Rights groups say the veteran strongman maintains his iron grip on the country through a mix of violence, politically motivated prosecutions and corruption.

Exiled opposition figurehead Sam Rainsy said the international community lacked the will in 1993 to stand up to Hun Sen, who had been installed as ruler by the Vietnamese in 1985.

"The West had a tendency to wait and see and look for imagined gradual improvements in governance. That clearly did not work," he told AFP.

"Cambodian politicians also have to accept some blame. Too many found it easier to accept a quiet but lucrative life in government than to say what they really thought."

Human Rights Watch said that under Hun Sen, "even the patina of democracy and basic rights" has collapsed in recent years.

In 2017, the Supreme Court dissolved the main opposition, the Cambodia National Rescue Party.

And since the 2018 election -- in which Hun Sen's party won every seat in parliament -- the authorities have arrested scores of former opposition members and rights campaigners.

Around 150 opposition figures and activists are facing a mass trial for treason and incitement charges, while the main opposition leader Kem Sokha is facing a separate treason trial.

Covid-19 has seen more curbs, with over 700 people arrested according to the UN rights body, which has warned that most may not have had a fair trial.

The spokesman for the ruling Cambodian People's Party insisted it was the "will of the people" to have one party in parliament.

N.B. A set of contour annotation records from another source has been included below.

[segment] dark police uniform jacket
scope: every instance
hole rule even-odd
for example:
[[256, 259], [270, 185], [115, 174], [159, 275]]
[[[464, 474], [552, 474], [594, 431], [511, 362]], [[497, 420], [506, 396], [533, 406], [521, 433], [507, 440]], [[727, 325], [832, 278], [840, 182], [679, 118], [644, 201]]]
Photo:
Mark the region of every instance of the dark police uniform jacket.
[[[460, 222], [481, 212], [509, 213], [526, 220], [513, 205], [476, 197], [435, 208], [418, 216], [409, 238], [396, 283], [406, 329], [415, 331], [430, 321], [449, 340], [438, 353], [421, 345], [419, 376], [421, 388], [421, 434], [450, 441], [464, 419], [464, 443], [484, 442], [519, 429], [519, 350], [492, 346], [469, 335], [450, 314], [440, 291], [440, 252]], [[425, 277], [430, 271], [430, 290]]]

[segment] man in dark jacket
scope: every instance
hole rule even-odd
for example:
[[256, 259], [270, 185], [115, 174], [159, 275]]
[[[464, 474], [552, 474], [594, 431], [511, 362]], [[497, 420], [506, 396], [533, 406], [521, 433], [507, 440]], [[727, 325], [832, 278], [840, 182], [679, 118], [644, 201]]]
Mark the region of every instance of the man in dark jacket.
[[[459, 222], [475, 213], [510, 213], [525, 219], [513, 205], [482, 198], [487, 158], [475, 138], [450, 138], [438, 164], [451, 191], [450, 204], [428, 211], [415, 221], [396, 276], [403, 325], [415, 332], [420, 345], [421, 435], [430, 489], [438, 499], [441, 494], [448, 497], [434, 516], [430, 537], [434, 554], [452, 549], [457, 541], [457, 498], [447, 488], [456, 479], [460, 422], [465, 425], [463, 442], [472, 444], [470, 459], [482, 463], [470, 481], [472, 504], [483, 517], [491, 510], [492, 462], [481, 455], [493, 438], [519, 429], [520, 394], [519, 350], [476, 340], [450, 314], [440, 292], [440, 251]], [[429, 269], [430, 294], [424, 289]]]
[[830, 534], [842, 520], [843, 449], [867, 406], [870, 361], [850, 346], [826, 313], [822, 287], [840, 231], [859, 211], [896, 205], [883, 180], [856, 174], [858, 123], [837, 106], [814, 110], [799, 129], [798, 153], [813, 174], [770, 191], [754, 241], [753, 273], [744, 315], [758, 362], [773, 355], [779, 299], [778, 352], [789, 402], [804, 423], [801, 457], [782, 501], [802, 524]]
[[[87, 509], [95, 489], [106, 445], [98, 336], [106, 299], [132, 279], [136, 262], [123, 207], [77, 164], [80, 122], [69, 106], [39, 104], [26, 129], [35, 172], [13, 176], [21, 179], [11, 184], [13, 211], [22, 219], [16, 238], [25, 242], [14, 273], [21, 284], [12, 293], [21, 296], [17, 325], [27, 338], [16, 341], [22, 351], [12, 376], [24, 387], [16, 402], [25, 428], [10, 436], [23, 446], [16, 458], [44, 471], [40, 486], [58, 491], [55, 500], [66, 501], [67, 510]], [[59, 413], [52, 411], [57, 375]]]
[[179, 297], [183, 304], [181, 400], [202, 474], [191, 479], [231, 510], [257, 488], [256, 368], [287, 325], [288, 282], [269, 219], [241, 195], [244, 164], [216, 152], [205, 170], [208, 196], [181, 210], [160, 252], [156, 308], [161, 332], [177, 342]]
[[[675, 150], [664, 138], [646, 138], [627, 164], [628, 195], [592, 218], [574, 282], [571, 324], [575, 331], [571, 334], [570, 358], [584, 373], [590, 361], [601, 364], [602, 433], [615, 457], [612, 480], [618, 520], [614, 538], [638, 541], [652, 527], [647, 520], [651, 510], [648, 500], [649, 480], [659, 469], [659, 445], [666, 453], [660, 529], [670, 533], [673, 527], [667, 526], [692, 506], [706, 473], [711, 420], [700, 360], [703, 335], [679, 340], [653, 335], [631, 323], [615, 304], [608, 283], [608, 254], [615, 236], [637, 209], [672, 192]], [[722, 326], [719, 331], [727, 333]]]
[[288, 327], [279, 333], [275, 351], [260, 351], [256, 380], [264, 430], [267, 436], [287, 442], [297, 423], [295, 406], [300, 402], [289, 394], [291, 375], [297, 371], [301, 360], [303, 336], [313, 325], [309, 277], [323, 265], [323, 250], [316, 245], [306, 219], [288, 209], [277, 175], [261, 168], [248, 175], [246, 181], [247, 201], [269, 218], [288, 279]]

"We have peace, we have political stability, it reflects that we correctly implement the principles of democracy, and there is no abuse of human rights either," Sok Eysan told AFP.

Political dynasty


There has been some international censure -- the European Union withdrew preferential trade rates last year over rights abuses -- but the pressure shows little sign of translating into change.

"The reality is Cambodia has become a wholly-owned subsidiary of China, like Laos next door, and that means Hun Sen has been able to comfortably thumb his nose at any potential economic or political pressure from elsewhere," Evans said.

In this file photo taken in 1993, people wait to cast their ballots in the country's first democratic election at a mobile polling station in Phnom Penh Romeo 
GACAD AFP

Speculation has simmered that the 69-year-old Hun Sen is grooming his eldest son Hun Manet -- a four-star general educated in Britain and the United States -- to take over the leadership one day.

But in March, the veteran ruler said he would no longer set a date for his retirement, and activists have little hope that a change in leadership will bring a new direction.


"In Cambodia, we don't have real democracy," Batt Raksmey told AFP.

Her campaigner husband was jailed in May for allegedly inciting unrest after he raised environmental concerns about a lake on the edge of Phnom Penh.

"People have no freedom to speak their opinion," she said. "When they speak out and criticise the government, they are arrested."